Who: Laura Egeln, PhD, is a professor in the College of Business at Johnson & Wales University Charlotte, as well as an online faculty member.
Agree or Disagree with Article: Agree
Her Take: Considering the current retail climate, retailers are looking for new ways to boost sales and expand their businesses. One way to do that is to enter the world of consumer finance where the retailer offers credit services to customers as a way to generate revenue in addition to the physical products they offer. Retailers make money on the interest and service fees associated with the credit/financing services available.
A recently published article by the Wall Street Journal reported that mega retailer Wal-Mart is exploring options to offer additional financing services to offer to their customers. In theory, it is a good business decision on the part of the retailer to find additional sources of revenue outside of their traditional business streams. One of the many challenges with this is that one business stream compromises the other business stream. If customers are only able to purchase physical products because of the financial services being offered, then there is a point where they will no longer be able to purchase products because of the limitations of the financial services.

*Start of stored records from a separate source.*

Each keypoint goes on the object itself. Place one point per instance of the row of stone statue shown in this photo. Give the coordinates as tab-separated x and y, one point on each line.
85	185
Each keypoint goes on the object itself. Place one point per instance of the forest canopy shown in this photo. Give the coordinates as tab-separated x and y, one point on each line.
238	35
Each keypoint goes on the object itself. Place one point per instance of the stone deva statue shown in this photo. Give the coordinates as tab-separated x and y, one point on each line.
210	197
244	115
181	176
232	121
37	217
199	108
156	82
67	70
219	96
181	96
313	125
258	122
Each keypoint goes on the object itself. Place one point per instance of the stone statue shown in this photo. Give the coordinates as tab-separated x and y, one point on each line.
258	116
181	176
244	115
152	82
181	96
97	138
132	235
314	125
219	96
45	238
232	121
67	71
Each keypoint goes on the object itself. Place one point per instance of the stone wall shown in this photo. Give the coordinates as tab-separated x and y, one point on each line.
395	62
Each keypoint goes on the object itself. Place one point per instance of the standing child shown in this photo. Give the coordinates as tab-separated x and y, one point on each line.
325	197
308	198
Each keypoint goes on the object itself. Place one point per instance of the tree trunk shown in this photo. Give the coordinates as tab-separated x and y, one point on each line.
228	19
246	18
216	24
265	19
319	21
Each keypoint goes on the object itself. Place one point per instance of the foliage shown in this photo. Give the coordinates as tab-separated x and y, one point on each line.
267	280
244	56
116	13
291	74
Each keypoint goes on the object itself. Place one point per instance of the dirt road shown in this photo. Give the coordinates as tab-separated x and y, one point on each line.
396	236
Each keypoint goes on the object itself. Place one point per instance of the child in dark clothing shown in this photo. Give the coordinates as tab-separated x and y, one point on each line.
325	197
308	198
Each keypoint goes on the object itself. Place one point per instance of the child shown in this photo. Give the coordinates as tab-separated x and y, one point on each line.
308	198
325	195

In the past, retailers extended financing when merchandise was a higher price which allowed the customer to spread out payments over a short period of time (purchasing a sofa but taking typically 90 days to pay). As consumer spending patterns have evolved and more merchandise is purchased on credit, the time period of paying off the merchandise has increased. Now it is possible to purchase a sofa and take five years to pay for it. If spending patterns continue in this direction, it isn’t unreasonable for consumers to finance regular purchases such as shampoo over longer periods of time. Considering that interest rates for these types of financial products range from 10 percent to 30 percent, the additional finance charges can easily surpass the original price of the product.
While I agree with the business decision by Wal-Mart to explore additional revenue streams, I don’t agree with the impact on consumers.